Per il responsabile del mercato giallorosso non si muove a meno di 2,5 milioni, o quantomeno bisognerebbe avvicinarsi a quella cifra per sedersi al tavolo della trattativa. Ci ha provato il Frosinone con una proposta da oltre un milione, ma la distanza con il prezzo fissato è ancora tanta per il direttore sportivo. Inevitabilmente il nome dello squalo, una volta acclarato che quest’ultimo sia disposto a sacrificarsi per far spazio a un nuovo attaccante – leggasi ritorno nel Sannio di Massimo Coda – è iniziato a circolare sui taccuini degli uomini mercato di B suscitando l’interesse dei più. Trent’anni a maggio, contratto in scadenza a giugno 2024 e la sensazione di aver smarrito la sua strada, complici anche degli stop che ne hanno rallentato il passo nell’anno trascorso in giallorosso: nonostante tutto è un attaccante che fa gola ma il valzer delle punte in B non si è ancora aperto e fino a quel punto il Benevento non ci pensa a privarsene. A meno che da Genova non si spalanchino le porte per il Coda-bis. Pablo Rodriguez del Lecce è un’alternativa concreta: i salentini vogliono concedergli minutaggio altrove ma in prestito, proteggendo l’ingente investimento fatto due anni e mezzo fa. A quel punto Forte potrebbe anche restare e Foggia virare inoltre su un esterno che garantisca assist e fantasia.

E’ il pezzo pregiato del mercato della Strega ma i numeri, stante lo stallo attuale delle trattative, non inducono ancora le pretendenti a fare follie per strapparlo dalle grazie di Cannavaro: soltanto tre reti messe a segno in 19 presenze (Coppa Italia inclusa), frutto di una doppietta ai danni del Frosinone e del gol vittoria a Parma, contro la squadra che più lo ha cercato concretamente la scorsa estate.
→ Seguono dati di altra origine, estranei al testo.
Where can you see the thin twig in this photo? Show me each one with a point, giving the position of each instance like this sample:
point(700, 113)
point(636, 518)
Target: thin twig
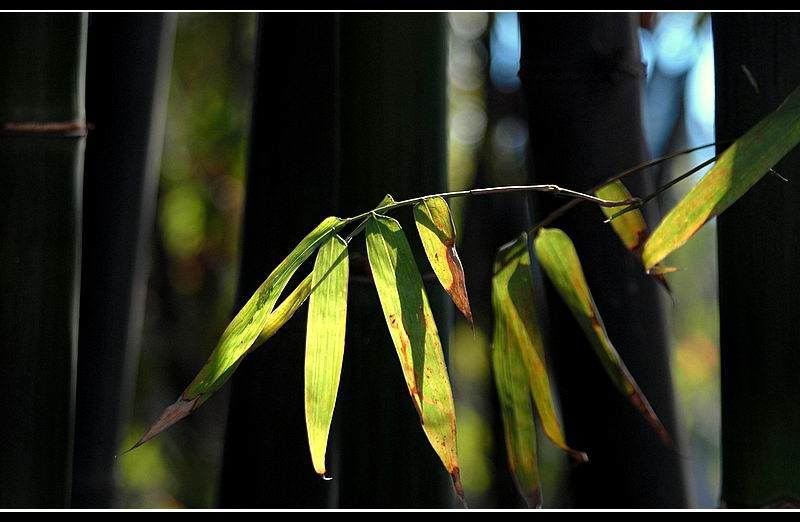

Un digiuno lungo oltre tre mesi che non fa onore a un rapace d’area come lui: come se non bastasse, cerchiati in rosso ci sono anche due penalty falliti (contro il Frosinone e il Cittadella, entrambe vinte). In totale controtendenza rispetto alla seconda parte di campionato vissuta all’ombra della Dormiente la stagione precedente: sette volte a segno, sempre in 19 gare disputate (14 da titolare, 5 da subentrato). Una predisposizione al sacrificio e alla lotta, pupillo di Fabio Caserta che ne ha esaltato le doti a Castellammare (17 gol e miglior stagione in termini realizzativi, segue l’annata promozione a Venezia con 14 marcature). Eppure la prima realizzazione con la casacca giallorossa è arrivata un mese e sette giorni dopo il suo esordio a Ferrara: doppietta al Como nel rotondo 5-0 rifilato ai lariani, anche se la porta era riuscito a inquadrarla già contro il Parma alla 21^, salvo revisione al Var.

In totale ha timbrato dieci volte il cartellino nell’anno solare 2022 con la maglia giallorossa: doppia cifra raggiunta tra alti e bassi e con un minutaggio (2482) che in cadetteria si avvicina a quello accumulato in Laguna (2572) e con le Vespe (2690), senza contare i sei gol in 31 presenze (1473 minuti in campo) con la maglia dello Spezia nella stagione 2017/18, e i tre gol con la casacca del Perugia da gennaio a giugno 2017 (884 minuti racimolati), reduce da una prima metà di stagione favolosa a Lucca (16 gol in 23 presenze tra campionato e coppa). Numeri che rendono l’idea del periodo difficile che lo squalo sta vivendo ma che a Cosenza, nonostante tutto, sarà del match: una sfida importantissima per il futuro del Benevento nonché per il suo.